Europäische Umweltagentur: Europa rüstet sich für den Klimawandel - Koordinierung ist der Schlüssel zur Minderung der Gefahren extremer Wetterbedingungen

Eine stärkere Vernetzung der Experten, die sich mit der Anpassung an den Klimawandel sowie der Katastrophenvorsorge befassen, ist angesichts der jüngsten verheerenden Extremwetterereignisse innerhalb und außerhalb Europas wichtiger denn je. Die Intensivierung der Zusammenarbeit – einschließlich einer verbesserten Abstimmung der politischen Strategien – wird für die Minimierung der Folgen klima- und wetterbedingter Gefahren, wie Hochwasser, Hitzewellen, Waldbrände oder Sturmfluten, entscheidend sein. Einem Bericht zufolge, den die Europäische Umweltagentur (EUA) heute veröffentlicht hat, kann durch kohärentere Maßnahmen und innovative Methoden besser mit solchen Extremereignissen umgegangen werden.

EEA Report Climate change adaptation and disaster risk reduction in Europe - Cover 
Quelle: European Environment Agency Quelle: European Environment Agency

In ihrem Bericht „Climate change adaptation and disaster risk reduction in Europe — enhancing coherence of the knowledge base, policies and practices“ [Anpassung an den Klimawandel und Katastrophenvorsorge in Europa – Verbesserung der Kohärenz der Wissensgrundlage, der politischen Strategien und der Implementierung] untersucht die EUA nicht nur die derzeitige Praxis und den aktuellen Wissensstand, sondern beleuchtet zugleich neue, innovative Instrumente, die von nationalen, regionalen und lokalen Behörden im Kampf gegen die Folgen wetter- und klimabedingter Gefahren eingesetzt werden.
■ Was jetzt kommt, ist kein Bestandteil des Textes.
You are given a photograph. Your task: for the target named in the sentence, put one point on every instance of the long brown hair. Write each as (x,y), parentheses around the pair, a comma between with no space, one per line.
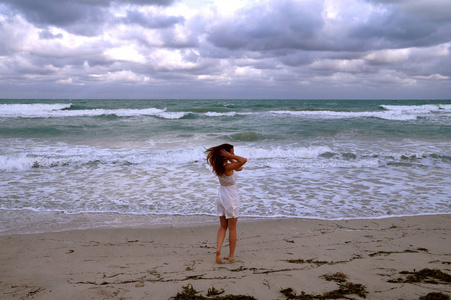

„Das Ausmaß der Zerstörung durch Waldbrände, Hochwasserkatastrophen und Sturmfluten, nicht nur in Europa, sondern auch in anderen Teilen der Welt, hat uns gezeigt, dass die Kosten, die durch Nicht-Handeln in Bezug auf den Klimawandel sowie für Anpassung und Vorsorge entstehen, extrem hoch sind. Die Risikominderung ist ebenso wichtig wie wirksame Maßnahmen vor, während und nach einer Katastrophe. Unser Bericht macht deutlich, dass die Länder in Europa zwar bereits Vorsorgemaßnahmen getroffen haben, dass jedoch durch eine verbesserte Abstimmung der Maßnahmen zur Verbesserung der Resilienz und zur Minderung der Risiken noch sehr viel mehr zu gewinnen wäre. Dies sollte das wichtigste Ziel der Experten für Anpassung an den Klimawandel und Katastrophenvorsorge sein“, erklärt Hans Bruyninckx, Exekutivdirektor der Europäischen Umweltagentur.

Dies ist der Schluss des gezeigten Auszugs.